Slide open the box for Fame & Fable and you’ll be met with just a few card decks, wooden tokens, counters, and a three-panel game board. The latter holds the card market – an open pool of contracts, items and allies that will make up your hand – as well as the fame track which your counters will move around as you score points and earn moon tokens. This is also where the monsters and legends live, but we’ll get to these rascals in a second.
Each player’s starting hand contains a hero card to represent their chosen token, and two allies. All have their own base and special attacks, along with a potential choice of attack types (be these elemental, poison, or simple weapon attacks). You also start with a single unique item, from reviving potions, to poison daggers, even holy hand grenade-style weapons.

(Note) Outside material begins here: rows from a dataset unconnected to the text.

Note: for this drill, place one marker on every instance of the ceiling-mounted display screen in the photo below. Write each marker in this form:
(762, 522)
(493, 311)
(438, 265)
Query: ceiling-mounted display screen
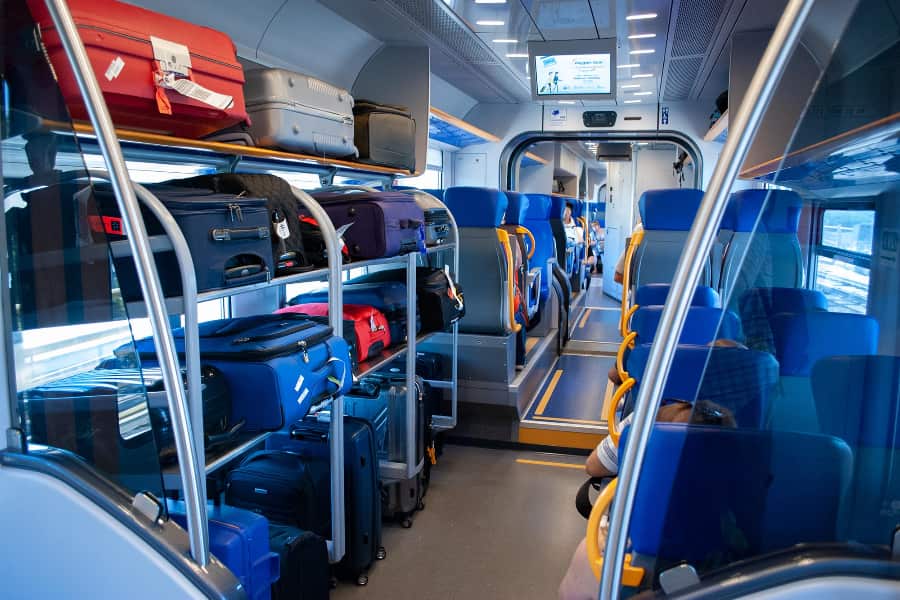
(573, 69)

Throughout, each player runs through three phases in turn: dawn, day, and dusk. At dawn, empty spaces in the market are refreshed and you receive three action points – that number is upped depending how many moon spaces sit between you and the leading player, which is a great way for lagging players to catch up. Spending an action at dawn along with a moon token lets you ready exhausted allies, and you may spend your new market card to refresh a row in the market if things are looking dire.
Day is the real pulp of the game, bringing glorious battle to those who seek it… and to those who don’t. Here you can spend an action to draw a monster from the open pool or randomly from the deck, each with their own special abilities, resistances, or weaknesses. Confident players might draw a far higher-health legend at random instead, but these take far more of a beating.